Comme parallèlement le nombre d’emplois créés augmente régulièrement, même avec une croissance faible, il y a de moins en moins de personnes disponibles sur le marché du travail. Dès les années 90, on se demandait si l’arrivée de générations de moins en moins nombreuses sur le marché du travail ferait diminuer le chômage. La réponse à cette question semble aujourd’hui positive.

Big Quit

Un phénomène inédit se produit depuis quelques mois dans les pays développés, suscitant l’inquiétude des milieux patronaux. Il s’agit d’une vague de démissions, désignée aux États-Unis, où elle a pris une ampleur inattendue en 2021 (47 millions de personnes ont quitté leur entreprise, soit trois pour cent des salariés) sous le nom de Big Quit.

Tous les types d’emplois et tous les secteurs ont été concernés. La hausse du nombre de départs est en partie due à un effet de rattrapage après les mois de confinement en 2020 qui avaient gelé les « resignations ». En France, selon une étude récente du Ministère du travail, elles ont aussi bondi après le premier confinement du printemps 2020, passant de 1,4 pour cent des salariés au second trimestre 2020 à 2,7 pour cent au premier trimestre 2022, soit un quasi doublement. Mais il ne s’agit pas d’un record, car la proportion avait atteint
2,9 pour cent juste avant la crise financière de 2008.

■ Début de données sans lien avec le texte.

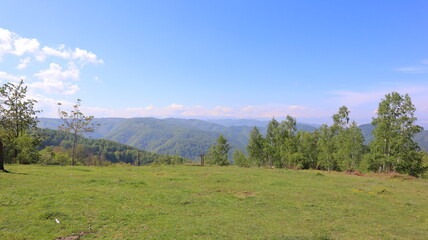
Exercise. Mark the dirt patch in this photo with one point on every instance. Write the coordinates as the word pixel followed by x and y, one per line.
pixel 245 194
pixel 356 173
pixel 74 237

Logiquement les démissions sont plus faciles en période de quasi plein-emploi, surtout dans les secteurs en tension, les salariés en profitant pour améliorer leur situation. Mais les études montrent que les mouvements ne se font pas tous au sein du même secteur, certains salariés partant pour faire tout autre chose. Le phénomène semble aussi toucher davantage qu’auparavant les salariés de plus de quarante ans. Les remises en cause personnelles pendant les confinements ont forcément joué un rôle. Reste à savoir si ces tendances perdureront au fur et à mesure que l’on s’éloigne de la crise sanitaire, surtout si, en dépit de la situation actuelle qui reste favorable, le chômage était appelé à repartir à la hausse.